Une histoire oubliée du coton en Inde -   Partie 1
Une histoire oubliée du coton en Inde -   Partie 1

Des origines millénaires au règne du coton Bt

Saviez-vous que le coton pouvait pousser sans pesticides, sans engrais, et sans irrigation ?
Pendant des millénaires, c’était une évidence en Inde. Les paysans semaient leurs variétés locales — les cotons dési — et la pluie suffisait. Pas besoin de chimie, pas besoin de machines sophistiquées. Juste le cycle des saisons, la terre, et un savoir transmis de génération en génération.

La culture du coton en Inde remonte à près de 5 000 ans. On en a retrouvé des traces dans les fouilles de la vallée de l’Indus : fibres, fragments de tissus, graines carbonisées. Bien avant que l’Europe ne découvre cette fibre, l’Inde en faisait déjà un art. Elle filait, tissait, teignait, et ses tissus, réputés pour leur douceur et leur résistance, voyageaient jusqu’en Égypte, en Arabie, en Chine.

En Europe, on ne connaissait pas le coton avant les croisades médiévales, et même là, on restait persuadé que la plante “donnait” de la laine. Ce n’est qu’avec l’expansion maritime et coloniale, à partir du XVIᵉ siècle, que les marchands européens commencèrent à importer massivement des tissus indiens, très demandés sur le marché.
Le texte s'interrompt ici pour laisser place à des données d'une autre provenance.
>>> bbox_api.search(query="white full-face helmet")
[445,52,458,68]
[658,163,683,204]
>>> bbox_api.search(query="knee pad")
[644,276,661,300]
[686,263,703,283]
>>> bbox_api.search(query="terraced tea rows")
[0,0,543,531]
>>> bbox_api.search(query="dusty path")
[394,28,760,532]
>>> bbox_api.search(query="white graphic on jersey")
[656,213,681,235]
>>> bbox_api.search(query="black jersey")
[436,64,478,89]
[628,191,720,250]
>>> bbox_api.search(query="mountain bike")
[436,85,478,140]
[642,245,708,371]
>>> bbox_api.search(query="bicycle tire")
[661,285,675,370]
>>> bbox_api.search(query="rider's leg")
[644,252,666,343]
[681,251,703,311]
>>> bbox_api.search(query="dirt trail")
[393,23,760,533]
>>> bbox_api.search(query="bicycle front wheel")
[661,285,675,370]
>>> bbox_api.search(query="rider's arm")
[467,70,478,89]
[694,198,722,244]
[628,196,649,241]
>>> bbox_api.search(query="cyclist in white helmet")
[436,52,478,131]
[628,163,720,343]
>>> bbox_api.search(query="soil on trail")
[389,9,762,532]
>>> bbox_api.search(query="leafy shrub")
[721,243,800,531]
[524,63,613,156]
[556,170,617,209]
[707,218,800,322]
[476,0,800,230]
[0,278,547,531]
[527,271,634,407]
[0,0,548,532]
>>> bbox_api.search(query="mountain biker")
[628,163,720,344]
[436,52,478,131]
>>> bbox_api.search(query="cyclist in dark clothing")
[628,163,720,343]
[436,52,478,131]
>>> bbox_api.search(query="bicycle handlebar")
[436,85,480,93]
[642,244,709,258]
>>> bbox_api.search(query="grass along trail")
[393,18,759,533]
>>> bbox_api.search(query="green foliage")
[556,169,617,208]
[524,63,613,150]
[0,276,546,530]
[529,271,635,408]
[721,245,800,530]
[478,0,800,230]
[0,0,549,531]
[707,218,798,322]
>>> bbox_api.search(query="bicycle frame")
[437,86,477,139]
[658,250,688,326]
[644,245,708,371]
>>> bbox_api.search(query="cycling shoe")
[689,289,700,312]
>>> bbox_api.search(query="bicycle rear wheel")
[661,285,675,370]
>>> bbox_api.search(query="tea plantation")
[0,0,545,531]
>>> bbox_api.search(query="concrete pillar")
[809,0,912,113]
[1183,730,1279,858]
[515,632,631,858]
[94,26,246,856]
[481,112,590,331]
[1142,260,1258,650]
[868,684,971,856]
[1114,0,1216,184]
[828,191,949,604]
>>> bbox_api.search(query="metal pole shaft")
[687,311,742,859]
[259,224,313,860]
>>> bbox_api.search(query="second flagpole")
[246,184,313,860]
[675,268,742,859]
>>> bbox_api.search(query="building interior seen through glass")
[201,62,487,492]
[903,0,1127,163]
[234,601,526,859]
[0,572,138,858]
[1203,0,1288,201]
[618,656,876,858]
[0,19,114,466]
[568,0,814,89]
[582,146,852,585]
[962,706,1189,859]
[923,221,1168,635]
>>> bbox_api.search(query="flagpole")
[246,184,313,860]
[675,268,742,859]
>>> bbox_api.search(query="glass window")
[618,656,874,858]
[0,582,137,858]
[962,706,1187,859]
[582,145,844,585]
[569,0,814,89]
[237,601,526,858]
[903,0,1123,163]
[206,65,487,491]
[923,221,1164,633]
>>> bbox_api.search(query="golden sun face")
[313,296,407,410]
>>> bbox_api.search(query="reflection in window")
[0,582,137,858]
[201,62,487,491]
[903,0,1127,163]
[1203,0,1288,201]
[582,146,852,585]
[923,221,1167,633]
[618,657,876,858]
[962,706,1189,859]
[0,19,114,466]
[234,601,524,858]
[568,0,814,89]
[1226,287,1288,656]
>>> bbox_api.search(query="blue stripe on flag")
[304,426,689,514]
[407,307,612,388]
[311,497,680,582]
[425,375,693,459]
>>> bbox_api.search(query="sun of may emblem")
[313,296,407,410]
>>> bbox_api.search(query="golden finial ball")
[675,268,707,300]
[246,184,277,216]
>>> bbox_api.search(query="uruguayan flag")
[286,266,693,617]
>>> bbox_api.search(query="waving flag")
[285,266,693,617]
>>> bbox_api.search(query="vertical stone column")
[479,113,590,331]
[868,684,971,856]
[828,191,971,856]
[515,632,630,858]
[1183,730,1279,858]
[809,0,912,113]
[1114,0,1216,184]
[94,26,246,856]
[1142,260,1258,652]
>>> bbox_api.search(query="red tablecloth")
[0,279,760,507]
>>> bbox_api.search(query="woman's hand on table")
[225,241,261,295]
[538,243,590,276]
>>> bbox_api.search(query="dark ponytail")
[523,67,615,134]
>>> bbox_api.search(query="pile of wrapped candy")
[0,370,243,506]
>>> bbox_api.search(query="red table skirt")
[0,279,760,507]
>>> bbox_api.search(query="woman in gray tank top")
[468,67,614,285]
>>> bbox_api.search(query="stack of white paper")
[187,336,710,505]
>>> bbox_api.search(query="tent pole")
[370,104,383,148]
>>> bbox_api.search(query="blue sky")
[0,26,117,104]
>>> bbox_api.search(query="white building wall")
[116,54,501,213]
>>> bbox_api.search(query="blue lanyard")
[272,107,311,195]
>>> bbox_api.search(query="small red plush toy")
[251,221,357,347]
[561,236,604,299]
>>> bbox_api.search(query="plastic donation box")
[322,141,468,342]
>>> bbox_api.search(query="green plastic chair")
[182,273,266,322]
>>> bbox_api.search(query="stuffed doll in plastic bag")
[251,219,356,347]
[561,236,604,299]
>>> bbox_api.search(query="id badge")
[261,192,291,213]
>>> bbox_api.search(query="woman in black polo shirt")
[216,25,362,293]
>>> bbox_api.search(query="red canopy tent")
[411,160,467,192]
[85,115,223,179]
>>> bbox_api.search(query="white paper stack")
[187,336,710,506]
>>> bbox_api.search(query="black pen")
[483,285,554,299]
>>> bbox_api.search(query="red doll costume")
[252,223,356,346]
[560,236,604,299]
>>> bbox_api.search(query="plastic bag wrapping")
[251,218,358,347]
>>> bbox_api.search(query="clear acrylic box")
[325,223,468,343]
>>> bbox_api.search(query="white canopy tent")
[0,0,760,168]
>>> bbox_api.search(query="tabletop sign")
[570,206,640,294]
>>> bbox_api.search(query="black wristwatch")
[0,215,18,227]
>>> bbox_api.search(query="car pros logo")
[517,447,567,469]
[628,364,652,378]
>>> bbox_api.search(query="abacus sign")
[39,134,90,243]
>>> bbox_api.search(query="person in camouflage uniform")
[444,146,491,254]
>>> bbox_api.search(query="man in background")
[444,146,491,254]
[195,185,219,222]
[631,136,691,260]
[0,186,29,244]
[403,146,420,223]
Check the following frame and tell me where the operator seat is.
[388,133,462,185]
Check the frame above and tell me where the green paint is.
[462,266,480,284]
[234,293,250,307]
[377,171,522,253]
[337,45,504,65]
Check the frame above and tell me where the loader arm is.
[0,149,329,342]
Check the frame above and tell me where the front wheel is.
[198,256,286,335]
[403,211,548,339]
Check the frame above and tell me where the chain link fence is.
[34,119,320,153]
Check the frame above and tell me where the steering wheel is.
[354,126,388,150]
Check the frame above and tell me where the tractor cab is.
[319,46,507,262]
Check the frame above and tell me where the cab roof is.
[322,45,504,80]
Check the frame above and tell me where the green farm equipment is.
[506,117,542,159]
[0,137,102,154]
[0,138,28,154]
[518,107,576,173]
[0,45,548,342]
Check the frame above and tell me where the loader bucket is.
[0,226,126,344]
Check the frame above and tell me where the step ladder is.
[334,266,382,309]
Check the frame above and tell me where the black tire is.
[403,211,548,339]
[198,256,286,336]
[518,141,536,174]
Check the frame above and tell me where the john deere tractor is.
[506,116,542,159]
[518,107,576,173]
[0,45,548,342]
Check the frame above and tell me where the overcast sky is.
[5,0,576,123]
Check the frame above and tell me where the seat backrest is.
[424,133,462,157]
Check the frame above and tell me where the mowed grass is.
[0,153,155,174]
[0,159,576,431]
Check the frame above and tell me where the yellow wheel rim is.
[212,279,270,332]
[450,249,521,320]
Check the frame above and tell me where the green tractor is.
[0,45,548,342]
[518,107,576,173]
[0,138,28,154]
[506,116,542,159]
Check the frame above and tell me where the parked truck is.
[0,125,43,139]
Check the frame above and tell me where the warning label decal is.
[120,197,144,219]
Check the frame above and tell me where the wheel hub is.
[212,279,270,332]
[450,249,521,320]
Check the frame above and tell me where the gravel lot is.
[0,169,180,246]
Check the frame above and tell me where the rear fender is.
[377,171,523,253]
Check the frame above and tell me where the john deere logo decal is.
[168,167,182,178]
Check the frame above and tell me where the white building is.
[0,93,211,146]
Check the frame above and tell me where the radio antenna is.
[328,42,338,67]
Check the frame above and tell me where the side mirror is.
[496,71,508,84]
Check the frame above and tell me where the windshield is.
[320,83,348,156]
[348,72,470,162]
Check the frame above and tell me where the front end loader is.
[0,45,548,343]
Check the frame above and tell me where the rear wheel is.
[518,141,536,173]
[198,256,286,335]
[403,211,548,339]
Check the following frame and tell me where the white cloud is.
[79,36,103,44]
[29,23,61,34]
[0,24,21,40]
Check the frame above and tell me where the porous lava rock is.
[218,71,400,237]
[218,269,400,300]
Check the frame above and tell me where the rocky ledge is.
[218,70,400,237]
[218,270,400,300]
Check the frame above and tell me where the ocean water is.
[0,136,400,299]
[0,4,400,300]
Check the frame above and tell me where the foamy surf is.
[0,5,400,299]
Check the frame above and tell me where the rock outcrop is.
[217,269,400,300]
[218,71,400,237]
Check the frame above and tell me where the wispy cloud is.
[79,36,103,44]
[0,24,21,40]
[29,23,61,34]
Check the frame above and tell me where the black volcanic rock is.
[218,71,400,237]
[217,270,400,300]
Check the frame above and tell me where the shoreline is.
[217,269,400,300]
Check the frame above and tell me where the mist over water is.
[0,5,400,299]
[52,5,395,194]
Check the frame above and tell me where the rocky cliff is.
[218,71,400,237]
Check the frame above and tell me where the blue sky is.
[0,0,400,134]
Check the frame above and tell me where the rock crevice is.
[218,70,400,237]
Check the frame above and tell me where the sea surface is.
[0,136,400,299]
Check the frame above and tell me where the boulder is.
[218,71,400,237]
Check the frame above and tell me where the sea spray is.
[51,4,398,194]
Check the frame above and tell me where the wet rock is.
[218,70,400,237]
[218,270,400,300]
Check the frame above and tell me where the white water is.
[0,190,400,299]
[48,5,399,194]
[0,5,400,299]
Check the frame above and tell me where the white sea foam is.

Les cotonnades colorées de l’Inde étaient si prisées qu’elles déclenchèrent au XVIIᵉ siècle une véritable “folie du coton” en Europe — au point que certains pays, comme la France, interdirent leur importation pour protéger leur propre industrie textile.

Mais à la fin du XVIIIᵉ siècle, l’Angleterre, lancée dans sa révolution industrielle, vit dans le coton indien une ressource stratégique. Les nouvelles filatures mécaniques de Manchester réclamaient un approvisionnement régulier en fibres longues et homogènes. Or, le coton cultivé en Inde depuis des millénaires — le dési,— produisait une fibre plus courte, idéale pour la filature à la main, mais incompatible avec les machines anglaises.

Les Britanniques introduisirent donc en Inde une autre espèce, Gossypium hirsutum, originaire des Amériques, appelée “coton anglais” dans le sous-continent indien. Cette fibre longue était parfaite pour leurs machines, mais beaucoup plus exigeante : gourmande en eau, sensible aux insectes locaux, dépendante des intrants.

Les autorités coloniales ne se contentèrent pas de promouvoir cette culture : elles l’imposèrent, tout en interdisant ou restreignant sévèrement la culture des cotons endémiques. Les tisserands indiens furent directement empêchés de travailler : les métiers à tisser furent détruits, l’exportation de fils et de tissus indiens lourdement taxée, et dans certaines régions, le tissage à domicile fut purement et simplement prohibé. Les paysans étaient contraints de cultiver ce coton à longue fibre pour l’export, et ce coton brut partait en Angleterre, était filé et tissé dans les usines de Manchester, puis réimporté en Inde pour y être vendu — souvent à un prix inférieur à celui des tissus locaux.

En quelques décennies, ce système planifié fit disparaître la majorité des variétés locales et brisa l’économie textile artisanale qui faisait la fierté de l’Inde depuis des millénaires.

En 1947, au moment de l’indépendance, le pays était ruiné à bien des égards : économiquement exsangue après deux siècles de pillage colonial, affaibli par les famines (dont celle du Bengale en 1943, orchestrée par les Britanniques, qui fit plusieurs millions de morts), et dépourvu de son autonomie agricole. Il fallait nourrir la population, reconstruire, moderniser. Dans ce contexte, revenir aux semences paysannes n’était pas une priorité. On adopta les variétés hybrides, on encouragea l’irrigation massive, et la révolution verte finit d’installer un modèle agricole tourné vers le rendement.

Dans les années 1990, l’ouverture économique du pays coïncida avec l’arrivée des multinationales semencières. Monsanto entra en scène avec une promesse : le coton Bt, génétiquement modifié pour résister à certains insectes, allait enfin libérer les paysans du spectre des ravageurs et des pertes. La Banque mondiale conditionna son aide à l’introduction de cette technologie qui fut validée et promue par les institutions indiennes. En quelques années, le coton Bt couvrit plus de 90 % des surfaces de coton en Inde.

Mais ce qui était censée être la fin des problèmes, se révéla être le début d’une autre histoire.